21 thoughts on “No more cats







  1. Sad day Eric, memories is what we get from precious pets as your cat.
    I had one, for only 10 days, and was enough to start loving it, so I only can imagine what this lost mean to you and your family after this years of having it…
    My condolences, because, as I and my family, sometimes we love more our pets, as they become part of the family…
    Only memories stay with us until the end reaches us…


  2. I’m sorry for your loss, Eric. We recently lost one of our cats after 15 years of being a family member.


  3. “No more cats”?!, IMPOSSIBLE.

    My oldest daughter is about to bring Mr. Grey (British
    shorthair), Bellatrix (a beautiful 1/2 Persian with a very strong
    temperament: nomen est omen) and Muaci (1/2 British with a
    Munchkin-like, short-legs mutation: we do not care) in this
    household—to join Pia (1/2 Japanese bobtail) and Topolone (1/2
    Oriental bicolor).

    Pia which I love in spite of (or even BECAUSE OF) her fierce,
    difficult at time character… NB that she allowed me to localize
    (by attacking it) and then capture a bungarus (a venomous snake,
    fortunately not aggressive during daylight) under a table in my
    house, once.



  4. Your sorrow is felt through the wonderful words you wrote.
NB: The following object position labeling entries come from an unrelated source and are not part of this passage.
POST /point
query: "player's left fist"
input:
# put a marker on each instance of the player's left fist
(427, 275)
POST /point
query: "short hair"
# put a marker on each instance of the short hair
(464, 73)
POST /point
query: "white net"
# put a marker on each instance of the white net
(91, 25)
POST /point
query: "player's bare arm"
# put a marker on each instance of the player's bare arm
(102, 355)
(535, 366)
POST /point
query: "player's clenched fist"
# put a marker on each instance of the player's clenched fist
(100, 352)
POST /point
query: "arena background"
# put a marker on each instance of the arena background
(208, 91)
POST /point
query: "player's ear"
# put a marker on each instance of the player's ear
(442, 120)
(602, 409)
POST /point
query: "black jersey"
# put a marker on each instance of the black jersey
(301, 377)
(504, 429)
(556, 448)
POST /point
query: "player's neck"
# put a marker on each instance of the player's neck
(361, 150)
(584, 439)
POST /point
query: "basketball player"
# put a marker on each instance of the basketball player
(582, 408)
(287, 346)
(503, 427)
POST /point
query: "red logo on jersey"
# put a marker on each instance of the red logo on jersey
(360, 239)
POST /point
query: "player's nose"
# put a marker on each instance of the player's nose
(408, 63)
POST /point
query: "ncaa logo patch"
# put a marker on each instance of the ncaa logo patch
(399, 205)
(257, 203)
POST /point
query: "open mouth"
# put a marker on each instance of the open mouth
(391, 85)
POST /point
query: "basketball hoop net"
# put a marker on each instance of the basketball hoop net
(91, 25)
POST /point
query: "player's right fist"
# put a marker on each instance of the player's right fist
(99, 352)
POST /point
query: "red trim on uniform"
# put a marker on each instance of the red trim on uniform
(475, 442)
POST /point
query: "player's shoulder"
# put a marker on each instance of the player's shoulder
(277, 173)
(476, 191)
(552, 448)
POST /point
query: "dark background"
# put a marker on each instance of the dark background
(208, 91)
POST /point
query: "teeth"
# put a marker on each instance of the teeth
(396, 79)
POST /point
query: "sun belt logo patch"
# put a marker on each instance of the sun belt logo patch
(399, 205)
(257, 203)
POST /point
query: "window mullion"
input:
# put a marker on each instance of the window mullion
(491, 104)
Whitey was clearly one of the family and you were attached, as we all become attached to our cats. May she rest in peace.


  5. We had to let go of our street cat Rubbish last year, she is sorely missed so your words ring true and we feel your loss.



  6. Eric,

    Both cats have lived the best lives they could live, and I would
    dare to say that yours have even managed at it *successfully*
    after all, each cat accordingly to her capabilities, nature and
    *choice*. (To let us understand, it even seems, though I have
    never observed it, that cats CAN—which implies that there are
    those who don’t—purr when they are about to die.) Look at it
    under this more heartening perspective!, death is not turning a
    switch off simply, even among animals.
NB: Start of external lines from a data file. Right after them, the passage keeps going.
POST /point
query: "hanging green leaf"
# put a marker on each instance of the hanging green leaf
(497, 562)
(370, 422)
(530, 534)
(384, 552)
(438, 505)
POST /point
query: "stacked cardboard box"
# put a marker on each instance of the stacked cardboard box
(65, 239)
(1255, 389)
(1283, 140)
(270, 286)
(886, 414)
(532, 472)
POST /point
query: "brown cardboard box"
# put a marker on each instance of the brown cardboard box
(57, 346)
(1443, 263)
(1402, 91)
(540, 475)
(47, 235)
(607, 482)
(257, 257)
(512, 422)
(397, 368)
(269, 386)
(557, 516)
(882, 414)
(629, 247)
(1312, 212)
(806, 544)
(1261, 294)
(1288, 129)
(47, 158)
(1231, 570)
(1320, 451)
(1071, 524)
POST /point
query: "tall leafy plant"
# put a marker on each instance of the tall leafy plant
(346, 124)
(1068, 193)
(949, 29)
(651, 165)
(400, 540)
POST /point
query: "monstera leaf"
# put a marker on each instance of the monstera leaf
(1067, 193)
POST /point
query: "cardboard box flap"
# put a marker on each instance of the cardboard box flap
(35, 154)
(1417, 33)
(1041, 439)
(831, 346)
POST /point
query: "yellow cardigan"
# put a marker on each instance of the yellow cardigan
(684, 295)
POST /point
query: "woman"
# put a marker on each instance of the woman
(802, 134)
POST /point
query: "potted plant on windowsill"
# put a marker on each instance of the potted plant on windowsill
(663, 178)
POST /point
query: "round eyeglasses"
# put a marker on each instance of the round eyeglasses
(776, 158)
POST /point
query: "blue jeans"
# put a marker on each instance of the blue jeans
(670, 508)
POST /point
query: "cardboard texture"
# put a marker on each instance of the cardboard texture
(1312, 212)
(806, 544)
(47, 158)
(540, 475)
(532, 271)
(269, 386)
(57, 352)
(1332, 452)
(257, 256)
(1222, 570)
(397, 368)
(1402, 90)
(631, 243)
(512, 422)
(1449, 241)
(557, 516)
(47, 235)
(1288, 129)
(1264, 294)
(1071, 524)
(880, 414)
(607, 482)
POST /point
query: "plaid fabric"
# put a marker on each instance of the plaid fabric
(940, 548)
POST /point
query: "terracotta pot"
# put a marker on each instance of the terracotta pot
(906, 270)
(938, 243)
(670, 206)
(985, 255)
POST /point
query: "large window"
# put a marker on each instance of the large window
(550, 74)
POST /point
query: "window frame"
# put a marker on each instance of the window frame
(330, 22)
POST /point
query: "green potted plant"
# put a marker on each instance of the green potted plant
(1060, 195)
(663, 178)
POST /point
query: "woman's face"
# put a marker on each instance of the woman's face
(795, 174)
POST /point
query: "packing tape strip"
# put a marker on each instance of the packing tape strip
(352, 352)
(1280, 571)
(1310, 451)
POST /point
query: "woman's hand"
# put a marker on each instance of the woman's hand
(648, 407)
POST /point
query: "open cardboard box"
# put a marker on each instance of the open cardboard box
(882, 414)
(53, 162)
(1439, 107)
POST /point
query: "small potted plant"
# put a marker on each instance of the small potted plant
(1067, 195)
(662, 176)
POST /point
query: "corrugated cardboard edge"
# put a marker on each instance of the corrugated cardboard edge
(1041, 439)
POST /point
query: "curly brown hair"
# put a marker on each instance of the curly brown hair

    But now is now: hey, are you mad to stay without cats?!! (And I
    am not talking of replacing, but of complementing and renewing.)


  7. Purr [wiki]

    Of interest:

    Another theory states that purring triggers a cat’s brain to
    release a hormone which helps it in relaxing and acts as a
    painkiller. [RELAXING?, I could confirm that from my own
    experience with cats: at the veterinarian, when cats fuss between
    them, etc.]

    Scientists at the University of California, Davis hypothesised
    that a cat’s purr can be used as a healing mechanism to offset
    long periods of rest and sleep that would otherwise contribute to
    a loss of bone density. The vibrations and contractions of a purr
    work during both inhalation and exhalation show a consistent
    pattern and frequency around 25 Hz; these frequencies have been
    shown to improve bone density and promote healing in animal
    models and humans.[14] Dr. Lyons, one of the scientists in this
    study, suggests that this finding may be applicable to astronauts
    during extended periods in zero gravity. Bone density loss and
    muscle atrophy is a serious concern for astronauts during
    extended periods at zero gravity. During these periods
    musculo-skeletal systems do not experience the normal stresses of
    physical activity, including routine standing or sitting, which
    requires strength for posture control. Exposing these astronauts
    to sound frequencies similar to those of a cat’s purr could
    counteract the deteriorating effects of low gravity.






  8. Eric, so sorry to hear of your loss. My wife & I have been through it many times with our past feline companions. It is never easy, especially with one who is so attuned to their human caretakers…peace to your family.